Evidence for the potentiation of epidermal growth factor receptor tyrosine kinase activity by association with the detergent-insoluble cellular cytoskeleton: analysis of intact and carboxy-terminally truncated receptors

Abstract

The ligand-stimulated tyrosine kinase activity of the normal human epidermal growth factor (EGF) receptor and a truncated EGF receptor lacking 164 carboxy-terminal (C-terminal) amino acids was examined in intact cells and after Triton X-100 extraction into Triton-soluble and -insoluble (cytoskeletal) preparations.

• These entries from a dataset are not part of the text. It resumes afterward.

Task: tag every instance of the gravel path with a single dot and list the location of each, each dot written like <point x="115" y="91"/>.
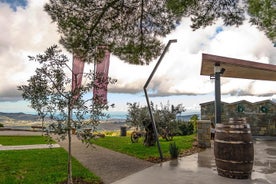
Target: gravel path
<point x="109" y="165"/>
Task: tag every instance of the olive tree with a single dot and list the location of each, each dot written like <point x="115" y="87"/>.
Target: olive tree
<point x="164" y="116"/>
<point x="49" y="90"/>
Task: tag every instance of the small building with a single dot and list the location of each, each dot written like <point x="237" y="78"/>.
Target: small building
<point x="260" y="115"/>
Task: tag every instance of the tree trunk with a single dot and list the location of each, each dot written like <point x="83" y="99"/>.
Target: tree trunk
<point x="150" y="138"/>
<point x="69" y="167"/>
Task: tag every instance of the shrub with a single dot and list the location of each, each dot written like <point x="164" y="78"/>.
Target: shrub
<point x="186" y="128"/>
<point x="174" y="151"/>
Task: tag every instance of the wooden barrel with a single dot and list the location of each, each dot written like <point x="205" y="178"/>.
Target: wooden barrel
<point x="233" y="148"/>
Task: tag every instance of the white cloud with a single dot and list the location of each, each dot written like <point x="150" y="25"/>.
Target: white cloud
<point x="24" y="32"/>
<point x="29" y="31"/>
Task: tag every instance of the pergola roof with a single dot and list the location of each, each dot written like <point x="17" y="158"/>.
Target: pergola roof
<point x="238" y="68"/>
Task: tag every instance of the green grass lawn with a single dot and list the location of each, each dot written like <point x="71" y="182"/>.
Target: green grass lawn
<point x="43" y="166"/>
<point x="22" y="140"/>
<point x="124" y="145"/>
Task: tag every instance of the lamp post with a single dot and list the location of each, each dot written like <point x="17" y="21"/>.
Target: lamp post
<point x="218" y="71"/>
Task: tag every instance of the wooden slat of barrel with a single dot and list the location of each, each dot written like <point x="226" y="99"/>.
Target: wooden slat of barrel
<point x="233" y="148"/>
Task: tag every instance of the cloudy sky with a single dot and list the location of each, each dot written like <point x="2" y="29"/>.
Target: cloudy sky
<point x="27" y="30"/>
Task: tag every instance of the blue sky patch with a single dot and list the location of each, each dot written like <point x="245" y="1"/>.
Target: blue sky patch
<point x="14" y="4"/>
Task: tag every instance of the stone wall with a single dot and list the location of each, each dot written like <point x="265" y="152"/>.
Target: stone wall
<point x="204" y="133"/>
<point x="260" y="115"/>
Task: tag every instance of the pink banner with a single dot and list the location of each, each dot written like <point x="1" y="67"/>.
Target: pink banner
<point x="77" y="72"/>
<point x="101" y="80"/>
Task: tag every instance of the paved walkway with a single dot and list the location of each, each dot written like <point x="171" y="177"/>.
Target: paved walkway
<point x="109" y="165"/>
<point x="198" y="168"/>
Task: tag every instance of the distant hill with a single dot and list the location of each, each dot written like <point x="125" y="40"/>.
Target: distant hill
<point x="18" y="116"/>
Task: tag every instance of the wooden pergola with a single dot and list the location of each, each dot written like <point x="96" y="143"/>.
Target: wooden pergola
<point x="217" y="66"/>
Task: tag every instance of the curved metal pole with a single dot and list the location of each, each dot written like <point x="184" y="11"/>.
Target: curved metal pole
<point x="147" y="98"/>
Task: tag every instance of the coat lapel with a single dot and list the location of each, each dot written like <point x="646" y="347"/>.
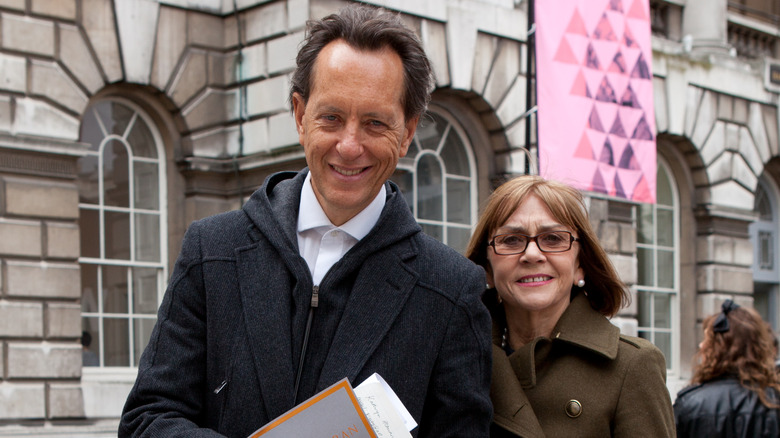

Detergent extraction of the intact and truncated receptors appeared complete using 0.3% Triton as demonstrated by anti-EGF receptor immunoblots, tyrosine kinase assays, and marker enzyme (alkaline phosphatase) solubilization. Higher Triton concentrations yielded no additional EGF receptor extraction and began to inhibit EGF-stimulated kinase activity toward angiotensin II (AII). Furthermore, the tyrosine kinase activity of the truncated EGF receptor exhibited increased sensitivity to Triton extraction, suggesting a lower affinity or a more labile association of this receptor with the cytoskeleton. However, both EGF receptor forms had altered catalytic activity when associated with the cytoskeletal fraction, as evidenced by the increased phosphorylation of the exogenous substrates: AII, src-peptide, and [Val5]AII. Kinetic analyses of both receptor types revealed that the cytoskeletal fractions obtained using 0.3% Triton contain EGF receptor activity that exhibits a Michaelis-Menten constant (Km) for AII that is 2- to 3-fold more favorable than that calculated for the soluble receptor forms. EGF treatment of intact cells containing either the intact or truncated receptor revealed similar phosphorylated proteins in the soluble fraction of both cell types, although there was evidence for the enhanced phosphorylation of certain proteins (e.g. 115 and 50 kilodalton proteins) in cells containing the truncated receptor. There was also a greater number of tyrosine-phosphorylated proteins in the Triton-insoluble fraction of cells containing the truncated receptor, suggesting an altered specificity of this receptor toward selected cytoskeletal proteins. This work indicates that EGF receptor-cytoskeletal interaction may be an important consideration in the control of receptor-kinase activity and has examined the detergent sensitivity of this association. These studies also suggest that the C-terminal domain of the EGF receptor may affect cytoskeletal interaction in addition to influencing the receptor's catalytic capacity.